中国のインターネット検索最大手の百度(バイドゥ)は5月16日、2023年1~3月期の決算を発表した。同四半期の売上高は311億元(約6074億円)と前年同期比10%増加。非アメリカ会計基準(Non-GAAP)ベースの純利益は57億2700万元(約1119億円)と同48%の大幅な増益を記録した。
百度の四半期売上高が2桁増となったのは、1年余り前の2021年7~9月期以来のことだ。 背景には(ゼロコロナ政策の緩和により)中国経済が回復に向かうにつれて、オンライン広告の出稿が増加したことがある。1~3月期のオンライン広告事業の売上高は前年同期比6%増の166億元(約3242億円)と、1年ぶりにプラス成長に復帰した。
「旅行関連やヘルスケア関連の広告収入が大幅に伸びている。とくにヘルスケア関連の広告収入は、新型コロナ流行前の水準をすでに回復した」。百度の共同創業者兼CEO(最高経営責任者)の李彦宏氏は、アナリスト向けの決算説明会でそう述べた。李CEOはさらに、広告収入は4~6月期も増勢を維持し、伸び率は中国のGDP(国内総生産)成長率を上回るとの予想を示した。
「生成AI」をクラウド事業の柱に
クラウドサービスや自動運転技術を含む非広告事業の売上高は、1~3月期は前年同期比11%増の64億元(約1250億円)だった。2021年1~3月期の決算説明会で、李CEOは非広告事業の売上高を(投資事業などを除外した)コアビジネスの売上高の半分以上に高めるという目標を掲げた。しかしクラウド事業の成長が鈍化したことなどにより、目標の見直しを余儀なくされている。

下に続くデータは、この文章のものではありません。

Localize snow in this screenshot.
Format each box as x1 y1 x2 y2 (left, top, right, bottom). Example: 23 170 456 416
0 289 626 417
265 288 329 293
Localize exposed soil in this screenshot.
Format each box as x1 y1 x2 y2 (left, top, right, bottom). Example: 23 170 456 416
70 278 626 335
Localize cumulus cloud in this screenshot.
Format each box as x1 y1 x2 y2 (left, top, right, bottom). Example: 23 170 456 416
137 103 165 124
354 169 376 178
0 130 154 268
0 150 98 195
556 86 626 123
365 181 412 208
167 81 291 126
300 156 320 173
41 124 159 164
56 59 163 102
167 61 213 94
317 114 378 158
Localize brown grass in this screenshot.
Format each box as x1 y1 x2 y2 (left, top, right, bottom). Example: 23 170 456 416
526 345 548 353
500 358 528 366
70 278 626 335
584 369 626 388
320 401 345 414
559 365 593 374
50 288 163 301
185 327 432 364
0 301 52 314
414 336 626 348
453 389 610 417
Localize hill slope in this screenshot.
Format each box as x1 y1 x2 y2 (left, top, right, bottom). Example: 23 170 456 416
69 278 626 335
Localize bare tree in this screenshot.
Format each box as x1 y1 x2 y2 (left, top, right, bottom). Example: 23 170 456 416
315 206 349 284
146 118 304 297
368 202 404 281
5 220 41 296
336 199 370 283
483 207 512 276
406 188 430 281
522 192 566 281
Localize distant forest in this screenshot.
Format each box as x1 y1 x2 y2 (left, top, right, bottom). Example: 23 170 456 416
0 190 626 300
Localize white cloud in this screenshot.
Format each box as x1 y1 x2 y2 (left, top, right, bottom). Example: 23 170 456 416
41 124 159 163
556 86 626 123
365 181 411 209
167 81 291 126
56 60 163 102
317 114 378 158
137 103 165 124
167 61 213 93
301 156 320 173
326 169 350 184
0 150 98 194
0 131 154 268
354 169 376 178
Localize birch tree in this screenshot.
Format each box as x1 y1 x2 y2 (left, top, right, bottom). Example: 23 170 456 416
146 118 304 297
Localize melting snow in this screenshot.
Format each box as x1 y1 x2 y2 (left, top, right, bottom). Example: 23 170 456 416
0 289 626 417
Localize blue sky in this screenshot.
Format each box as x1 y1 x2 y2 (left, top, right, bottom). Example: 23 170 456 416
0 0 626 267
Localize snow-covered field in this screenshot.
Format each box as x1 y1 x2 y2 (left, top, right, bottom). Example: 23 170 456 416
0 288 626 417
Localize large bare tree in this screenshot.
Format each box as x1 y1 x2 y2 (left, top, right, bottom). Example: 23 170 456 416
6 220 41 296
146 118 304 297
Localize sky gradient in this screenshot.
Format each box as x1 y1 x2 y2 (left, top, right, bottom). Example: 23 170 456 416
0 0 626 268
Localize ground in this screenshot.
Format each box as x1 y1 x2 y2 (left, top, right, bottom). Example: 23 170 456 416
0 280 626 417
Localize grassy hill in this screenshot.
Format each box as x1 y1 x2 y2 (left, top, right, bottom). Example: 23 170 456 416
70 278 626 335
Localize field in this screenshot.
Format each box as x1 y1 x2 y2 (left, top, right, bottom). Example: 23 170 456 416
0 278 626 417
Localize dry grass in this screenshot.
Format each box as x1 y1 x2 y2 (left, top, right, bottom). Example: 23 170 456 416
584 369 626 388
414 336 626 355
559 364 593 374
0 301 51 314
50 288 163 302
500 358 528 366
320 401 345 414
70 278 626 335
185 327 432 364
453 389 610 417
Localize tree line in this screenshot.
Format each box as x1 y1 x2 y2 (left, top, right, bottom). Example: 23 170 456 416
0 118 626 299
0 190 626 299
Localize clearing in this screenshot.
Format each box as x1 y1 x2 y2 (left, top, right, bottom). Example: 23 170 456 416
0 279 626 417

そんななか、百度は独自開発した生成AI(人工知能)の「文心一言(アーニーボット)」を、クラウド市場でシェア拡大を図るための柱に位置づけた。李CEOによれば、文心一言の発表をきっかけに、2023年3月のクラウド事業の商談や問い合わせは前年同月の5倍以上に増えたという。
百度は中国のパブリック・クラウド市場でのシェアは第4位以下だが、AI関連サービスの基盤用途のクラウドでは業界トップを走る。李CEOは、生成AI(の普及)がクラウド・コンピューティングの需要を底上げし、百度が市場シェアを引き上げるチャンスになると考えている。